À écouter certains responsables politiques, la chaleur aurait attendu l’invention du moteur diesel, des vacances en avion et du barbecue dominical pour s’abattre sur la France. Les archives climatiques racontent une histoire un peu moins pratique pour les sermons estivaux : l’Île-de-France connaissait déjà des sécheresses longues et des canicules sévères plusieurs siècles avant l’arrivée des voitures diesels des gueux.

mise à jour le 12/07/26

La prochaine fois qu’un ministre expliquera qu’un après-midi à 35 °C constitue la preuve définitive de son programme fiscal, il restera une solution dangereusement subversive : ouvrir un livre d’histoire.

Dans une étude consacrée à cinq siècles de sécheresses et de fortes chaleurs, l’historien du climat Emmanuel Garnier a travaillé sur des documents remontant au XVIe siècle. Il s’est notamment appuyé sur les rogations dites « pro pluvia », des cérémonies organisées lorsque l’absence de pluie menaçait les récoltes, les puits et les cours d’eau.

Quand les Franciliens réclamaient la pluie au ciel

Ces processions religieuses n’étaient pas programmées pour améliorer le bilan carbone de la paroisse. Elles intervenaient lorsque la sécheresse devenait suffisamment grave pour inquiéter les populations et les autorités. Leur utilisation comme indicateur historique est aujourd’hui reconnue par les chercheurs, qui ont constitué une base internationale de milliers de cérémonies pour la pluie.

Pour l’Île-de-France, Emmanuel Garnier recense une succession d’épisodes majeurs entre 1500 et 2009. Le XVIIIe siècle décroche le pompon, avec 21 sécheresses, soit environ une tous les cinq ans. Une performance obtenue sans autoroute, sans compagnie aérienne à bas coût et sans livraison de repas par scooter.



1719, l’année où Paris a longuement rôti

L’épisode de 1719 reste l’un des plus impressionnants avec 500 000 morts dus à la sécheresse. L’étude évoque 220 jours de sécheresse et une pluviométrie annuelle limitée à 366 millimètres.
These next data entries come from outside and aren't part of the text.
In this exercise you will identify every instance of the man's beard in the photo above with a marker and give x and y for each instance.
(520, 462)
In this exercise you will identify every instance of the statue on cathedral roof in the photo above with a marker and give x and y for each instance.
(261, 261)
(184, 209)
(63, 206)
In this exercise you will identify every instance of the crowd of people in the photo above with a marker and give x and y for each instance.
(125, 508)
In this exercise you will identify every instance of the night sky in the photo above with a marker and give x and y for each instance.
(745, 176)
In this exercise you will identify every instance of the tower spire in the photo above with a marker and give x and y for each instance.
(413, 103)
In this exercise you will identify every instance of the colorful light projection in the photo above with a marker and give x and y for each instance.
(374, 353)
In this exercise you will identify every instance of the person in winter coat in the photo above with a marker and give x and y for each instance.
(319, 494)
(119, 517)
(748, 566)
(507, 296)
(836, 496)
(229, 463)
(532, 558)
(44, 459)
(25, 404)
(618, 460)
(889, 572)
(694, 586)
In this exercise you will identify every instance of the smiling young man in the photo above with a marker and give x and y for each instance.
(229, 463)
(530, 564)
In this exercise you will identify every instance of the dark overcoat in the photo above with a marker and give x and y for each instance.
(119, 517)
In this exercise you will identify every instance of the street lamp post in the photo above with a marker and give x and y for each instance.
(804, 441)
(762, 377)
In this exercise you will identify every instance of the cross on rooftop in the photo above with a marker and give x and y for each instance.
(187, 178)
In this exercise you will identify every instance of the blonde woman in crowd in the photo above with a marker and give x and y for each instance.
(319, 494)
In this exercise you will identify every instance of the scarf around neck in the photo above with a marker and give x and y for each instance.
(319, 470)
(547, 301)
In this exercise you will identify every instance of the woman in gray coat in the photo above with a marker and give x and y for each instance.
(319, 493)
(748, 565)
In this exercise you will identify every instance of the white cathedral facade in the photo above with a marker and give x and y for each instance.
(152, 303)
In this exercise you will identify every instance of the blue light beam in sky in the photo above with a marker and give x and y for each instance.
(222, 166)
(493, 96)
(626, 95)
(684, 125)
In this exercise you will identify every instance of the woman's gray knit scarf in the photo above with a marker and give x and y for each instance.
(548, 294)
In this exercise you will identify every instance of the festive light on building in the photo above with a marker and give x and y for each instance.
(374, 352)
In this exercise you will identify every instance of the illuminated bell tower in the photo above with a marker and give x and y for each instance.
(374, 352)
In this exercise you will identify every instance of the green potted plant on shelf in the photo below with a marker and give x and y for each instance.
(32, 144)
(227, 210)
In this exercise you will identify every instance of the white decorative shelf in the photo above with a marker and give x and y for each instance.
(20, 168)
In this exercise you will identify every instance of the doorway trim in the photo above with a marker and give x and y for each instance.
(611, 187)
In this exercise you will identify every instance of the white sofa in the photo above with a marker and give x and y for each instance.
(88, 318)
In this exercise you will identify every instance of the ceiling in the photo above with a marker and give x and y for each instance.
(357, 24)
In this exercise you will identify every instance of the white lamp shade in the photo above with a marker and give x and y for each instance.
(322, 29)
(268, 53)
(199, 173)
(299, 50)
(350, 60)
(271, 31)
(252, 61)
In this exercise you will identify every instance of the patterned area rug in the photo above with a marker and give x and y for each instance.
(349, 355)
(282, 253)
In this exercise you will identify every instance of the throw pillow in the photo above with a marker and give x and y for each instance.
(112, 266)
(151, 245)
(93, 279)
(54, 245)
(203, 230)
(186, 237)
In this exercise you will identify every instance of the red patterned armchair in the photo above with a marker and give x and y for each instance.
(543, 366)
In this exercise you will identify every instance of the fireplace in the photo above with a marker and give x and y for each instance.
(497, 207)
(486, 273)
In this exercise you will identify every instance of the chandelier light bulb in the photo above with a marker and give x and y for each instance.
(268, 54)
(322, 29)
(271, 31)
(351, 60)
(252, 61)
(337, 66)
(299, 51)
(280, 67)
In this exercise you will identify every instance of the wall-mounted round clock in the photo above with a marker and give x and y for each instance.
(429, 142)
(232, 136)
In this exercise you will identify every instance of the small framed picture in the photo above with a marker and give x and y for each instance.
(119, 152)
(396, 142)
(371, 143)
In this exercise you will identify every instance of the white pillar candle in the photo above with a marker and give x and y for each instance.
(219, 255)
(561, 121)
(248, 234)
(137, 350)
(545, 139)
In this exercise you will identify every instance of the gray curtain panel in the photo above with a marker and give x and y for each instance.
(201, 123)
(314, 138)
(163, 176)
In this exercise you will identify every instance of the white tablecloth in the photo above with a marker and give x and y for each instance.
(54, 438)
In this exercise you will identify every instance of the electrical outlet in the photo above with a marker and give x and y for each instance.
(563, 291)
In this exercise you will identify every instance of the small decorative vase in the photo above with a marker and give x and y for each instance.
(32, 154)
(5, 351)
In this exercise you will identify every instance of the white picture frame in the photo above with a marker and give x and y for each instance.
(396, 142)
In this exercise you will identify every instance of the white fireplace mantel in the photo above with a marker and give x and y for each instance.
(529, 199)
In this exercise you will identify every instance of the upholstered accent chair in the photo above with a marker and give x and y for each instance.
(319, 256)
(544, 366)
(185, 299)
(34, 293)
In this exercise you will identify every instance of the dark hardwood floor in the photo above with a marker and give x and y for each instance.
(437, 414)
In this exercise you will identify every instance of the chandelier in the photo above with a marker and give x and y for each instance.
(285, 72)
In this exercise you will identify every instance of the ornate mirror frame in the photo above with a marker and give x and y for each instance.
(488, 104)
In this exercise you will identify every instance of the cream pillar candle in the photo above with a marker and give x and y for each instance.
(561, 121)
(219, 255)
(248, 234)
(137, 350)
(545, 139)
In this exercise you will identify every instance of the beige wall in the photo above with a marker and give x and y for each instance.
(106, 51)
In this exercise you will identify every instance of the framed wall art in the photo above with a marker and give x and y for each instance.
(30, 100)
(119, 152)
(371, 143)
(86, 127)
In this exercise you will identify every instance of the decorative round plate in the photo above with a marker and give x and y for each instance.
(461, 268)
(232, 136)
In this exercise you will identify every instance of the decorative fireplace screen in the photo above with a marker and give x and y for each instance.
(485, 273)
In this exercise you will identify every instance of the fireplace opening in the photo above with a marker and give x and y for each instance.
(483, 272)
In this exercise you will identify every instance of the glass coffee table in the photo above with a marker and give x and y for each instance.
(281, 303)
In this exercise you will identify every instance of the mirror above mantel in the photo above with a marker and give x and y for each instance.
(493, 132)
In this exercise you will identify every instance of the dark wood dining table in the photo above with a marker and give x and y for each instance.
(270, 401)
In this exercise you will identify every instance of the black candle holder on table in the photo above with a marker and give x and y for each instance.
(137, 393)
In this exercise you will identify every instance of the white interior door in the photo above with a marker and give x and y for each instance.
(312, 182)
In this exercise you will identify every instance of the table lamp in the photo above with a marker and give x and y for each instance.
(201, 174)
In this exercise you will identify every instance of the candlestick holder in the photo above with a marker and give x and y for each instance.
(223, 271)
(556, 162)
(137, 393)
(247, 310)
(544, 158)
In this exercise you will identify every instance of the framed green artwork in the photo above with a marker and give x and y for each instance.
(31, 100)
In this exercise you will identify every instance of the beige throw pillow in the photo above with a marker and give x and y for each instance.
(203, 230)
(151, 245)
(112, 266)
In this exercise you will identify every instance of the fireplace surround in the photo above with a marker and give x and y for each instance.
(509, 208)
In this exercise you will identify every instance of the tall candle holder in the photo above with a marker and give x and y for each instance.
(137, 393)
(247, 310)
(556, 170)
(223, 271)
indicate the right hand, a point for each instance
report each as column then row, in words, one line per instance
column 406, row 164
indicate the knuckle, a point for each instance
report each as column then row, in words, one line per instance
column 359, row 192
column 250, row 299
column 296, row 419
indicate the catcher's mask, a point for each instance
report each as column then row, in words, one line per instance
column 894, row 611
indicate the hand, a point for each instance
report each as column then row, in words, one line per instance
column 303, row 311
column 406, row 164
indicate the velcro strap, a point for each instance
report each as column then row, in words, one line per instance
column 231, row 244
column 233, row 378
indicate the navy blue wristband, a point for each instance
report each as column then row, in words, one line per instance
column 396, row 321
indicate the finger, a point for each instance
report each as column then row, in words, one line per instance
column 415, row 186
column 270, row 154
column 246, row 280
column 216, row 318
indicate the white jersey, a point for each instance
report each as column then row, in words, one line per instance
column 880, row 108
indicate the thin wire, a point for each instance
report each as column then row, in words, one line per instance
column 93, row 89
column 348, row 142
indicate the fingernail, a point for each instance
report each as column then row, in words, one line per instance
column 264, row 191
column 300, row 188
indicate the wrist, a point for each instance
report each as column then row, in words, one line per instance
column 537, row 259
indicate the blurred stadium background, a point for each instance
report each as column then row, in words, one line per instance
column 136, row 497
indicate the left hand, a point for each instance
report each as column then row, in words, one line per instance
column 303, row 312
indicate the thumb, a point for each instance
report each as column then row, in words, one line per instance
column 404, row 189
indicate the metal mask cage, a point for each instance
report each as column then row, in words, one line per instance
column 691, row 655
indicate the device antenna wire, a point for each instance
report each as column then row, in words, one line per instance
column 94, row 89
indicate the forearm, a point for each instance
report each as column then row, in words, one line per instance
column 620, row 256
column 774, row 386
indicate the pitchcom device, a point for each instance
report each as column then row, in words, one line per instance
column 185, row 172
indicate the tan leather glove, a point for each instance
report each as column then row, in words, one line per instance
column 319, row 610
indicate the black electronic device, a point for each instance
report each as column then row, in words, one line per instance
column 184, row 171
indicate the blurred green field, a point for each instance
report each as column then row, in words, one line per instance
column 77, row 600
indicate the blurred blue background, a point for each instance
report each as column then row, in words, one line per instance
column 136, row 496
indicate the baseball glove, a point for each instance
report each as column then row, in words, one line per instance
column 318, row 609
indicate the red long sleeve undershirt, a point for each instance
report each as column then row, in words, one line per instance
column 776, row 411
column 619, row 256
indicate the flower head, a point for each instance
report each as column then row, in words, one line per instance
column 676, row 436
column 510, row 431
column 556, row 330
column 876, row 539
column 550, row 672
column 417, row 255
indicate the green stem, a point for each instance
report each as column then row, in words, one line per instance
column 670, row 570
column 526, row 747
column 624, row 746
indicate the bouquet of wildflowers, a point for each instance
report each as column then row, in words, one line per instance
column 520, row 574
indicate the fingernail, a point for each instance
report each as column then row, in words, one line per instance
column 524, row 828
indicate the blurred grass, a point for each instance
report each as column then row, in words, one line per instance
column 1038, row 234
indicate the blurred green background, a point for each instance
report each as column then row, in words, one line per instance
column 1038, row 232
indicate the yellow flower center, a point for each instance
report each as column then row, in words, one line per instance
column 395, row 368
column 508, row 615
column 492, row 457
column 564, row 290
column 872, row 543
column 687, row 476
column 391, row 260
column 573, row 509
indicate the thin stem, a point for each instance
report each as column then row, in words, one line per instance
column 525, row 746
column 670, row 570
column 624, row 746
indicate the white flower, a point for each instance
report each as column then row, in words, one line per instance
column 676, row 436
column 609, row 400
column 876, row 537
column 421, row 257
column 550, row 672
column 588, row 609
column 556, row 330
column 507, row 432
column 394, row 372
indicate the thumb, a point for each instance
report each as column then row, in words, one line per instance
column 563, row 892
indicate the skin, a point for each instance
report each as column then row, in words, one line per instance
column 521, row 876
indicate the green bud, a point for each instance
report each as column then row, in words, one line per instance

Le 16 juillet, le thermomètre de l’astronome Philippe de La Hire dépassait 36 °C à l’Observatoire de Paris, selon un dispositif de mesure très différent des installations normalisées actuelles.

Les conséquences furent agricoles et sanitaires. Les années 1718 et 1719 sont associées à une mortalité considérable (700 000 morts), aggravée par les mauvaises récoltes, la dysenterie et la contamination d’eaux devenues trop basses. À cette époque, le plan gouvernemental contre la canicule consistait essentiellement à prier, fermer les volets et espérer survivre jusqu’à l’automne.

Le climat ancien n’était pas un jardin climatisé

Ces archives ne permettent pas d’affirmer que les activités humaines actuelles n’ont aucun effet sur le climat. Elles rappellent en revanche une évidence souvent sacrifiée aux slogans : une vague de chaleur n’est pas automatiquement « sans précédent » parce qu’elle survient aujourd’hui. Les comparaisons sérieuses exigent d’étudier la durée, l’intensité, l’étendue géographique et les méthodes de mesure.

Emmanuel Garnier constate également qu’après 1830, les sécheresses franciliennes deviennent plus espacées et généralement plus courtes. Son travail signale toutefois un déplacement progressif des épisodes secs vers l’été au cours de la période contemporaine. L’histoire ne fournit donc ni bouton magique ni slogan prêt à diffuser : elle fournit des faits, ce qui est déjà beaucoup plus encombrant.



La prochaine fois qu’un ministre expliquera qu’un après-midi à 35 °C constitue la preuve définitive de l’excellence de son programme fiscal, il restera donc une solution dangereusement subversive : ouvrir un livre d’Histoire. On y découvre que le climat n’a jamais été immobile et que nos ancêtres, privés de climatisation comme de numéro Vert, connaissaient déjà très bien la chaleur, la sécheresse et la peur de manquer d’eau.